Unfortunately, it's hard to say quite what you will get without ruining a plot point. Granted, Winnette drops it in pretty early, but an early spoiler is still a spoiler. Suffice it to say that this book concerns a sibling team of bounty hunters, Brooke and Sugar, who have fallen onto hard times. Desperate for work, they slip into drifting and the sorts of spontaneous bursts of violence you'll find in Cormac McCarthy's novels. Not only does Winnette use a grim and stifling atmosphere similar to the likes of Blood Meridian, Outer Dark and the Road, he also writes in a stark prose style reminiscent of McCarthy without being too derivative and plays with themes like the cycle of and proclivity toward violence. These themes are especially embodied in the third character, Bird, who encounters the brothers as an amnesiac and leaves as... ah, but why spoil the surprise?

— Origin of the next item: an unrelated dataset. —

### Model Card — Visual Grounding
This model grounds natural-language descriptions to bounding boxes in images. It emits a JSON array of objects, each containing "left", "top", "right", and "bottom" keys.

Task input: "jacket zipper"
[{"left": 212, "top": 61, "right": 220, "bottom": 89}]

Like McCarthy, Winnette is also quite good with tone and atmosphere. I'd say the two factors were the strongest facets of this novel for me. He definitely creates a dangerous and terrifying world, one full of abrupt gunfights and gangs of cannibals, one ran by no rules; even the law of the jungle that tends to dominate novels of this persuasion gets flipped around here. While he doesn't hit spine-tingling heights, there are plenty of creepy motifs through this novel, including a recurring use of phantom limb syndrome and a minor character "whose hands were crisscrossed with scars he likely dug himself" (151). All the darkness, weirdness and so forth on display might not make it everyone's favorite book, but if you're a fan of blurbers Lindsay Hunter, Amelia Gray and Brian Evenson (as well as McCarthy, of course), you should be right at home here. I enjoy all three of these authors, and so I was along for Winnette's strange ride for a long time. Even the minimal prose worked for me; it had a haunted quality that I found suited its title. "Haint," for the curious," is an old-west term for "ghost." In these respects, it's easy to see why this has gotten so much acclaim.
Not everyone will be in love with the approach to plot, though. I know I wasn't happy with the last fifty pages, as the book seems to drag on for too long after its climax. The climax itself is quite well-executed and some of what Winnette sets up in the denouement is both necessary for another character's arc and compelling in its own right, but much of it simply struck me as unnecessary. Let's just say there are places where backstory doesn't belong. Bit of a shame that such a compelling and unique book should fall off like that, but at least I can soak in the strangeness of the first hundred-fifty pages.